You can see this in Brandford’s paintings of dictators, too. Gaddafi, also weighed down by regalia, has almost no features. Instead, he has sunglasses and a smug, smug smile. The King of Tonga is so puffed up, in his giant uniform and medals, that all you can see is a mask. When you look at the painting, you feel that whatever human was once there has long gone.

But what’s almost more disturbing than the pictures of dictators are the generalized images of war. In “Mission Accomplished’’ , in this year’s Royal Academy Summer Exhibition, Sir Sidney Ruff-Diamond stands in a bleak landscape, with a helicopter departing overhead. The expression on his face is disdainful, but the main feeling that comes through is one of waste. In “Dying for a Piss’’ , we see American soldiers urinating on Afghan corpses. In “Online Execution”, we see Al Qaeda terrorists looming over a captive they’re about to kill. Hanging above them is a banner with the jihadi slogans that spur them on. Both paintings bring to mind what Hannah Arendt said about the “banality of evil’’.
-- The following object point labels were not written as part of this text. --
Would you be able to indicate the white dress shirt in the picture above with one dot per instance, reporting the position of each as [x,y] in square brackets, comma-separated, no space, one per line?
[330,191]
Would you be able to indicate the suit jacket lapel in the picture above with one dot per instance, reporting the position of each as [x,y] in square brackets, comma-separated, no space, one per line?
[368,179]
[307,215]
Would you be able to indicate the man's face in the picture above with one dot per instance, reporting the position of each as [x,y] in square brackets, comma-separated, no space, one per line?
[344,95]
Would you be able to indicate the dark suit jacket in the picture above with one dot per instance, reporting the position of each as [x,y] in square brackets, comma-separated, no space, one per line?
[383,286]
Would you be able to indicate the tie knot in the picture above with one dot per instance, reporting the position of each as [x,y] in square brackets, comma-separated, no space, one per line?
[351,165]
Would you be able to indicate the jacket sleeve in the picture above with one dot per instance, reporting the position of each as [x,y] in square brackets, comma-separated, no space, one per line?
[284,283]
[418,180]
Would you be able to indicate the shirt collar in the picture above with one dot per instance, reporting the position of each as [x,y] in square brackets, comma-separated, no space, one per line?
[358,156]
What Paul Brandford does in nearly all his paintings is take the familiar and make it strange. The blurring of the features suggests an ambiguity that can never be resolved. The glimpse of a man (and yes, it usually is a man) is, the painting suggests, as near as any of us is going to get to the mystery of another person. But in that glimpse you do sometimes get a glimpse of a soul.

It’s a bit of a cliché for artists to rage against authority. It might make a nice change if some of them didn’t. But if some artists rage because raging seems like the fashionable thing to do – and also perhaps, because it can be quite lucrative – Brandford rages because he can’t do anything else. Sigmund Freud might point at the succession of middle-aged male authority figures in his work, and wonder about his father, but when did an artist’s obsessions not start as a child? When you look at Brandford’s work, you certainly feel anger. You also feel energy,  and joy.
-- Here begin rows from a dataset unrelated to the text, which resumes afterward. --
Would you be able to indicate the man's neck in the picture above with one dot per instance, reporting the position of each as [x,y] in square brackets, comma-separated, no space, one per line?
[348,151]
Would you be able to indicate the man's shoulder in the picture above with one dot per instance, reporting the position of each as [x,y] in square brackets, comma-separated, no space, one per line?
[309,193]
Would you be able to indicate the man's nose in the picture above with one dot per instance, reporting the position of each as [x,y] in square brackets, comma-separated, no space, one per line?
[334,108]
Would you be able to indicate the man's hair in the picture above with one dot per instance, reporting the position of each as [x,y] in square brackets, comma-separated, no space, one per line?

The joy is in the alchemy of painting: that process that starts with an image, and then perhaps a drawing, and then perhaps the mixing of paints. And then it turns into brushstrokes on panel, smoothing, splodging, layering and sometimes stabbing, as something that’s felt in the solar plexus is turned into something that might make someone else’s heart leap.

It’s no surprise to discover that Brandford’s favourite works are by the seventeenth century masters. “Rembrandt, Velazquez and Vermeer,’’ he told me, over a glass of wine in his Hackney studio. “I love all those painters who create the image, and have a language thats separate to that image, so there’s some dialogue between what it is, and how it’s made. That making is highly visible. You might not be a fan of how they did it, but it’s not hidden behind words or superficial technique. Somehow, they’ve turned up and they’ve done it. The sensation without the tedium of its conveyance. A construct that exists to tell you something else. Good art,” he said, but he almost didn’t need to, “resonates’’.

Any old Tom, Damien or Tracey can shock. What’s much harder is to produce something that gives you more each time you go back. Paul Brandford’s paintings can certainly unsettle you because they’re as full of humanity as rage.”I want,’’ he says, “to make poetry from the conflict between authority and fear’’. At his best, that’s exactly what he does.